Finishing Experiments

Last evening, I applied tape to the face of my sample and put a coat of polyurethane on the edge.

sample with edge finished

Tonight I was then able to experiment with sealling and staining the face. As far as I can tell, this process is going to work quite well. The final test will be after I apply a coat of polyurethane on the face of the sample tomorrow evening.

sample with face finished

Truing Frames

I also spent time truing where stiles and rails meet on my doors. There were very small differences in the thickness of the stiles and rails. A bit of time with a well-sharpened bevel-up plane got them to where a final sanding will have them meeting precisely. That will come after the doors are glued up. I made it through two of the nine frames and then decided to work on my backlog of things that need sharpening.

Tuning up a Stanley 720

I decided it was time to sharpen up a Stanley 720 1/2" chisel I’ve had for a long time. I’ve already got a 1/2" Stanely 720 - this one came with two others that included a 5/8" which I really wanted. Since I already have a sharpened chisel in this size, this one has been knocking about for years now.

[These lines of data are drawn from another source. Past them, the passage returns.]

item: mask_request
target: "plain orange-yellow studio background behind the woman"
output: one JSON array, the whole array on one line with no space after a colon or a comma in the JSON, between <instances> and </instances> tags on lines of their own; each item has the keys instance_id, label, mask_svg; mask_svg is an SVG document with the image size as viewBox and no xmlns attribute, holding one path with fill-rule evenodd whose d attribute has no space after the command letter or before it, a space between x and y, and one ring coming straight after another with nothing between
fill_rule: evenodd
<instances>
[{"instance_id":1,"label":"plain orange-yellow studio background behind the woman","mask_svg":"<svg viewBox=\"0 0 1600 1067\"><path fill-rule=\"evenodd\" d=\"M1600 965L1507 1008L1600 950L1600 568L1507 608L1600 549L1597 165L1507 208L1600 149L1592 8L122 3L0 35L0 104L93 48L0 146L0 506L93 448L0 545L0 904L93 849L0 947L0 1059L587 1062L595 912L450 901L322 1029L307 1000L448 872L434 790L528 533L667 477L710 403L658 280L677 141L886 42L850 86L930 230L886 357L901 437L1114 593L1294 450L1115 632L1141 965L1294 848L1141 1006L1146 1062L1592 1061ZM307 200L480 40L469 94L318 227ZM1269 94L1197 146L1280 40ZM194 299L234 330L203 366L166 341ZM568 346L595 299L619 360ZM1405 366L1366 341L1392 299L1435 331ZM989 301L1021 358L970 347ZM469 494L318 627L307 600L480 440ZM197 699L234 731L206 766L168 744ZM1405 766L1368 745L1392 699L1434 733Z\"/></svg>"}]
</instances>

It turned out to be rather more work than I’d hoped. The back was rather out of flat.

chisel back sadly unflat

I ground a new bevel on face using my grinder, which took only a few minutes. But I then spent considerable time getting the back of it flat. After that, it was a matter of working up through my waterstones through 8000 grit, and then a bit of honing with honing compound on my leather strap mounted to a board.

As long as I don’t let it get too dull, or use it unwisely, it should only require quick sharpening on my 8000 grit stone with the occsional regrinding of the top bevel.